There once was a young ...

Sometimes it's hard to get your bearings on who or what exactly was a headline name in the dim, dark past before your own historical memory begins. So the first part of this hed is understandable. But the second seems to take the natural progress of heds in the wrong direction:

Shooter who left governor paralyzed to go free
Ala. politician hit on '72 campaign

OK, it's syntactically a train wreck (Dude! You hit on a whole campaign?), but the real issue is apposition: the number of different words or phrases we use to stand in for the main actor. When it's Jim-Bob Smith of 264 Bypass East, of course, we can't just make him "Smith." He has to be "local man" or "county man," or perhaps "student" or something. Then the deck can explain something further about him. When he (or she) moves up to the cusp of celebrity, either the hed or the deck will probably use the name, with the other explaining the actor's status.
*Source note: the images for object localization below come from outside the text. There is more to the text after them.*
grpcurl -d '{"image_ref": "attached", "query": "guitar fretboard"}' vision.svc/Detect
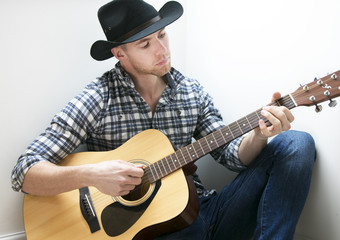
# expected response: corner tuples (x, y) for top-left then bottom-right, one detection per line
(144, 94), (296, 183)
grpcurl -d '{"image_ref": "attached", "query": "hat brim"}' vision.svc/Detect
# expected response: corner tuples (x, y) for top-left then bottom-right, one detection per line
(90, 1), (183, 61)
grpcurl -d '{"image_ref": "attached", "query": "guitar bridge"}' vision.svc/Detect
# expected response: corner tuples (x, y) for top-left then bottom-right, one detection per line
(79, 187), (100, 233)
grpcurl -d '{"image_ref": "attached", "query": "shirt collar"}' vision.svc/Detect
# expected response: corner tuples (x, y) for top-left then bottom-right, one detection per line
(114, 62), (135, 88)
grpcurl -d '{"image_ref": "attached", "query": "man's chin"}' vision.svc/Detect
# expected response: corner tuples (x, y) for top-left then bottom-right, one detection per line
(155, 63), (171, 77)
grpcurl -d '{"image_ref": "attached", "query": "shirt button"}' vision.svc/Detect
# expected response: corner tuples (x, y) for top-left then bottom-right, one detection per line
(177, 110), (182, 116)
(118, 114), (124, 120)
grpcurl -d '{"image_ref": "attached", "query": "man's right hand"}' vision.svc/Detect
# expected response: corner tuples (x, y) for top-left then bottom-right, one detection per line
(89, 160), (145, 197)
(21, 160), (144, 197)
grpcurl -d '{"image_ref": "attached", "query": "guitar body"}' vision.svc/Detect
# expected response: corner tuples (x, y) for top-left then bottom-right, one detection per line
(23, 129), (199, 240)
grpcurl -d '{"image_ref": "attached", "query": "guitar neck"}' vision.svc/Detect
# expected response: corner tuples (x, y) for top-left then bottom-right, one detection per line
(143, 94), (297, 183)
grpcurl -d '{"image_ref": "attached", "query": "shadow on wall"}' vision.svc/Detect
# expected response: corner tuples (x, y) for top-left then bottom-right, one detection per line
(195, 154), (238, 192)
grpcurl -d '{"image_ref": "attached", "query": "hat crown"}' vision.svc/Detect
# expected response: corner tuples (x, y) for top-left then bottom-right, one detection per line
(99, 0), (159, 42)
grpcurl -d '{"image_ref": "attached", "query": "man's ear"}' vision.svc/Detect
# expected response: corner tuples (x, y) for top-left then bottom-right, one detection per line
(111, 47), (124, 60)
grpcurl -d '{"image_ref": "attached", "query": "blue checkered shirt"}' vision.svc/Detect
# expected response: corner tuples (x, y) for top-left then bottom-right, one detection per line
(11, 63), (246, 196)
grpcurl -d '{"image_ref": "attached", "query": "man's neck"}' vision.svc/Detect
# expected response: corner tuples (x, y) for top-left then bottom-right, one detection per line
(131, 73), (167, 114)
(134, 75), (165, 96)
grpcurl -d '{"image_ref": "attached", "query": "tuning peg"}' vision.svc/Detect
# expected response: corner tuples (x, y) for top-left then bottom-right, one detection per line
(328, 99), (337, 107)
(315, 104), (323, 113)
(331, 73), (337, 80)
(317, 79), (324, 86)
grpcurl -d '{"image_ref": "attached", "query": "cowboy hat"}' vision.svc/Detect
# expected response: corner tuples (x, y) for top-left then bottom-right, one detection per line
(90, 0), (183, 61)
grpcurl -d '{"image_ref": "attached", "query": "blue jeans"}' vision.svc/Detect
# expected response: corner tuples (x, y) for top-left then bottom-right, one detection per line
(155, 130), (316, 240)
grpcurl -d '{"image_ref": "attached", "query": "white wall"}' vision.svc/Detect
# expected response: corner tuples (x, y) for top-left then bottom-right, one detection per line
(188, 1), (340, 239)
(1, 0), (339, 239)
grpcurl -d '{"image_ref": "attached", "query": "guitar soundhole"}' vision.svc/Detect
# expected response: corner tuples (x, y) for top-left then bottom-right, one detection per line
(115, 159), (156, 206)
(122, 179), (150, 201)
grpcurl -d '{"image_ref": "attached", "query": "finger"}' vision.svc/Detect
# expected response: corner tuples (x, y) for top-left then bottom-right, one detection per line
(127, 167), (144, 178)
(126, 175), (142, 185)
(258, 119), (270, 136)
(264, 106), (294, 131)
(124, 184), (138, 191)
(261, 108), (282, 133)
(116, 161), (145, 177)
(283, 107), (295, 123)
(271, 92), (281, 102)
(258, 119), (277, 137)
(119, 190), (131, 196)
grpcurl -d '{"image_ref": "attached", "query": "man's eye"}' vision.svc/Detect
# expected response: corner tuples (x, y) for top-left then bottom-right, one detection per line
(159, 33), (166, 38)
(142, 42), (149, 48)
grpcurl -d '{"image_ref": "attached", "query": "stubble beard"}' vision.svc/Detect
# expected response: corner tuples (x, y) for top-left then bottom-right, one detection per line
(134, 56), (171, 77)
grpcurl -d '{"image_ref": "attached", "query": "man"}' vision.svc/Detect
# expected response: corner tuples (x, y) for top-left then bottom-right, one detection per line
(11, 0), (316, 239)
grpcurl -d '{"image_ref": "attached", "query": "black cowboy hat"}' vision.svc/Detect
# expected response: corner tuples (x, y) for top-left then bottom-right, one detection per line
(90, 0), (183, 61)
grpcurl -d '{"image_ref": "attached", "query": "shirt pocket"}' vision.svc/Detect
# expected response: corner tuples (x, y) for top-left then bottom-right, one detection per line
(90, 107), (150, 150)
(157, 105), (199, 148)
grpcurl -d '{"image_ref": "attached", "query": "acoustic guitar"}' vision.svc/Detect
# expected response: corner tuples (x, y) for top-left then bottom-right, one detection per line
(24, 70), (340, 240)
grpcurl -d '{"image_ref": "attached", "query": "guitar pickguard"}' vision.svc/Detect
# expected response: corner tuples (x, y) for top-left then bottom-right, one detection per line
(101, 180), (161, 237)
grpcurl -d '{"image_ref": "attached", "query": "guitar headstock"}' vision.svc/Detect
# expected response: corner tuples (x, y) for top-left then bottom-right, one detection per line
(291, 70), (340, 111)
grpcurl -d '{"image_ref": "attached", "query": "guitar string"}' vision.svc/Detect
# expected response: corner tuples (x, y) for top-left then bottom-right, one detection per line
(133, 95), (294, 193)
(146, 95), (295, 182)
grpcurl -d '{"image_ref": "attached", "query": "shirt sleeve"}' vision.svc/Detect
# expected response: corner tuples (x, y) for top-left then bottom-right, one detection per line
(11, 80), (106, 192)
(192, 80), (247, 172)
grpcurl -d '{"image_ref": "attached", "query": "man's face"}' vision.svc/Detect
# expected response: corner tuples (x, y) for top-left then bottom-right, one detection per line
(118, 28), (171, 77)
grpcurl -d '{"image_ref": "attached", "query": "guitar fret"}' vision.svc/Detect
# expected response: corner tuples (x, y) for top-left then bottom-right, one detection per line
(185, 146), (194, 161)
(204, 136), (212, 151)
(211, 133), (218, 148)
(219, 128), (227, 142)
(189, 144), (198, 159)
(229, 123), (240, 137)
(235, 121), (244, 134)
(179, 149), (188, 164)
(164, 157), (172, 172)
(227, 125), (235, 138)
(143, 167), (152, 182)
(160, 159), (167, 175)
(245, 116), (252, 129)
(245, 113), (255, 129)
(238, 117), (253, 133)
(150, 164), (158, 181)
(221, 127), (233, 143)
(208, 136), (216, 149)
(155, 162), (162, 178)
(170, 153), (180, 168)
(255, 110), (260, 120)
(193, 141), (207, 156)
(167, 155), (177, 172)
(175, 151), (186, 167)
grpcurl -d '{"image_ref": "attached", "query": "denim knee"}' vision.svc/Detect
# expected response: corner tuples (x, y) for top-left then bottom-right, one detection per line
(280, 130), (315, 156)
(271, 130), (316, 169)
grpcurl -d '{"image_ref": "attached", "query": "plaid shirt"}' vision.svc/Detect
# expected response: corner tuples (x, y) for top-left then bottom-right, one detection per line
(11, 63), (246, 196)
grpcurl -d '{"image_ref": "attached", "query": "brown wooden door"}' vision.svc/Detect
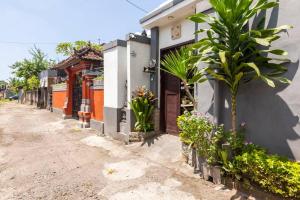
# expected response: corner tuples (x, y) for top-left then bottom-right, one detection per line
(165, 93), (180, 134)
(163, 73), (180, 135)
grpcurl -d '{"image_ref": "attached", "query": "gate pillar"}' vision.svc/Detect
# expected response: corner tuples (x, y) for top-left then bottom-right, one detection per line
(78, 74), (94, 128)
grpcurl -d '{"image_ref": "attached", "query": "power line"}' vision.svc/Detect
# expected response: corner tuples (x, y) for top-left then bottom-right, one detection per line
(0, 41), (59, 45)
(0, 39), (101, 46)
(125, 0), (148, 13)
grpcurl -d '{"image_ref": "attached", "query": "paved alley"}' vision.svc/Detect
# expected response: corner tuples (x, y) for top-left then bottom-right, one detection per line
(0, 102), (243, 200)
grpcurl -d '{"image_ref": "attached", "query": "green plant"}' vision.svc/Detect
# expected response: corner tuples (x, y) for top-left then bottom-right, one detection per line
(94, 75), (104, 81)
(130, 86), (155, 132)
(161, 47), (206, 110)
(189, 0), (292, 133)
(177, 112), (202, 145)
(218, 149), (240, 179)
(56, 41), (102, 56)
(10, 46), (54, 91)
(177, 112), (225, 165)
(27, 75), (40, 90)
(234, 145), (300, 198)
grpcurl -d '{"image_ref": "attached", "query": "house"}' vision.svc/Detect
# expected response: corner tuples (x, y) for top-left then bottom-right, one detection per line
(51, 46), (104, 132)
(103, 0), (201, 140)
(38, 69), (57, 109)
(103, 0), (300, 161)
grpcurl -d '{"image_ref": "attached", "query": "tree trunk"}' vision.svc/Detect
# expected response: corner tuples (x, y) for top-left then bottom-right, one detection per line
(183, 81), (197, 111)
(231, 93), (237, 135)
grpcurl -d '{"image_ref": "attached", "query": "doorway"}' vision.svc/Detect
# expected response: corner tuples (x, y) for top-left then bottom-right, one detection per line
(72, 73), (82, 118)
(160, 41), (194, 135)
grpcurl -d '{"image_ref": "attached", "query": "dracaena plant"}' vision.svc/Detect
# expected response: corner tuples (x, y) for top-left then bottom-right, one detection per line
(161, 47), (206, 110)
(189, 0), (292, 134)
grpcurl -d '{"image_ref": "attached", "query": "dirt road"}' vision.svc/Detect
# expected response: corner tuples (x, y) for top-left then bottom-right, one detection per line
(0, 102), (244, 200)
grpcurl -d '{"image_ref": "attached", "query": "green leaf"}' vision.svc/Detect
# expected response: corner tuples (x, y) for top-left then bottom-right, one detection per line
(261, 76), (275, 87)
(245, 63), (261, 76)
(233, 72), (244, 90)
(233, 52), (243, 62)
(219, 51), (231, 76)
(206, 68), (231, 86)
(260, 49), (288, 56)
(253, 38), (270, 46)
(272, 77), (291, 84)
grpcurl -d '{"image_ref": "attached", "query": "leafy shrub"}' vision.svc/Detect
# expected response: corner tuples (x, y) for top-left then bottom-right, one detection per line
(177, 112), (204, 145)
(27, 75), (40, 90)
(177, 112), (225, 165)
(130, 86), (155, 132)
(234, 145), (300, 198)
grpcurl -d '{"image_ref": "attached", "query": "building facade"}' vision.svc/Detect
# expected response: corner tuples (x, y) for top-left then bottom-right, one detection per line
(102, 0), (300, 161)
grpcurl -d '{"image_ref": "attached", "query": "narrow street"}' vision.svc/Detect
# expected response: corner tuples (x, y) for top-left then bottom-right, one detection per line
(0, 102), (241, 200)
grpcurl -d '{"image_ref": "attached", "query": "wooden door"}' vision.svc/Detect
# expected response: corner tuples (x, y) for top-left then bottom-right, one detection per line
(163, 73), (180, 135)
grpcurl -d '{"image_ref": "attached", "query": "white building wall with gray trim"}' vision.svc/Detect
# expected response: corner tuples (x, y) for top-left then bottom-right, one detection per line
(127, 41), (151, 106)
(103, 42), (127, 135)
(126, 39), (151, 132)
(159, 18), (195, 50)
(104, 46), (127, 109)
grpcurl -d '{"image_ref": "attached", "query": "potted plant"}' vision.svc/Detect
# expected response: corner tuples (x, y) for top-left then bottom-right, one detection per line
(129, 86), (157, 142)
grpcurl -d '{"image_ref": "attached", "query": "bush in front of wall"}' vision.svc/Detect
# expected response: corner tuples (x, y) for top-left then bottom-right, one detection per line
(177, 112), (225, 165)
(234, 144), (300, 198)
(130, 86), (155, 132)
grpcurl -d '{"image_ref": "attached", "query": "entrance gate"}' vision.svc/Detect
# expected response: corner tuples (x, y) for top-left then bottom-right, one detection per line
(72, 74), (82, 118)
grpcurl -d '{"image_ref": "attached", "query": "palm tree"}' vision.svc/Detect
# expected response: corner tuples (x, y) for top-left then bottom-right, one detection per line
(189, 0), (292, 134)
(161, 47), (206, 110)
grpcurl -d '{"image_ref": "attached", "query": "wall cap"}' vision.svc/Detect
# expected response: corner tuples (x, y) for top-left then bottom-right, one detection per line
(126, 33), (151, 45)
(52, 83), (67, 92)
(103, 40), (127, 51)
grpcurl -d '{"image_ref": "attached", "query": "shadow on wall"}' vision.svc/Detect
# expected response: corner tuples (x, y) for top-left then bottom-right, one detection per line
(218, 6), (300, 160)
(237, 60), (299, 160)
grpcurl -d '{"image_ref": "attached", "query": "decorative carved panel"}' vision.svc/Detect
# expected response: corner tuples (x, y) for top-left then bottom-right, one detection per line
(171, 24), (181, 40)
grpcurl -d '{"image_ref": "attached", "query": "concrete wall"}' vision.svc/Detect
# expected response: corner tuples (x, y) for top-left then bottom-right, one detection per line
(195, 0), (300, 160)
(127, 41), (151, 105)
(195, 6), (215, 120)
(104, 46), (127, 109)
(159, 18), (195, 49)
(126, 39), (151, 132)
(52, 91), (66, 110)
(235, 0), (300, 160)
(90, 89), (104, 121)
(103, 42), (127, 134)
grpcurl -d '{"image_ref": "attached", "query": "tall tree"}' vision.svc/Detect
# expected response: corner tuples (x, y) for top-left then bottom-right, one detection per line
(56, 41), (102, 56)
(189, 0), (292, 133)
(10, 46), (54, 90)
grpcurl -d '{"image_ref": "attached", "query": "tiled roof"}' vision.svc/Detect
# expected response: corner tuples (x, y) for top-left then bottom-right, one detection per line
(52, 46), (103, 69)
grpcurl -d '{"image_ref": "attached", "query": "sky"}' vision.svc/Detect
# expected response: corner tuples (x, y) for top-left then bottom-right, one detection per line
(0, 0), (165, 81)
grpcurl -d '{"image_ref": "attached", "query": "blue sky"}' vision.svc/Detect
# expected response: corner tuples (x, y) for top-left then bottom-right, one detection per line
(0, 0), (165, 81)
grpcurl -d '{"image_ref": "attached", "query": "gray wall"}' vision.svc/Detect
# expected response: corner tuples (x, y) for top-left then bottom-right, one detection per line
(198, 0), (300, 160)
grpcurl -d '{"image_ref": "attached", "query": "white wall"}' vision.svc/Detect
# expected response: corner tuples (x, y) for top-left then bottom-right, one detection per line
(159, 18), (195, 50)
(127, 41), (151, 106)
(104, 46), (127, 109)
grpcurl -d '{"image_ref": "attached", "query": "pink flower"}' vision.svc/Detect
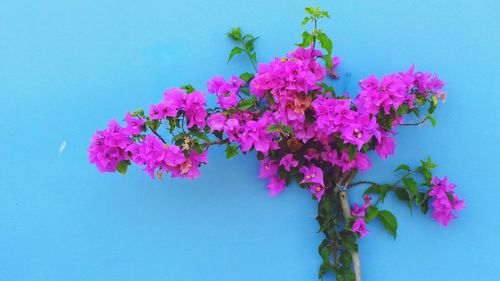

In this case, both heds are stating more or less the same thing about the actor. He's a "governor" in one and an "Ala. politician" in the other. And neither one comes close to telling me that, what with the "shooter" being Arthur Bremer and all, the "Ala. politician" is George Corley freakin' Wallace.

So -- look. I know the modal first news memory for copyeds these days is the Challenger or something later. "Segregation now, segregation tomorrow, segregation forever" is somewhere just north of Triceratops on the timeline of life. Go ahead. Close your eyes and take a gamble on your audience. This isn't a story in 2007 because somebody shot a governor. It's a story because it's about George Wallace. Get his damn name into one of the heds, at least.

And if someone can provide a proper citation for the following, I'd be obliged:

There once was a young man named Hollis
Who used possums and lizards for solace
His children had scales
And prehensile tails
And voted for Governor Wallace

2 Comments:

Blogger Dennis D'Asaro said...

My late friend, R. Michael Williams of Troy, NY, always said he'd written the Gov. Wallace limerick. No reason to doubt this. Clever fellow, newswriter, and great Spider Robinson fan.

7:27 AM, September 16, 2014  
Blogger Dennis D'Asaro said...

Oh, and more to your point...published in Playboy.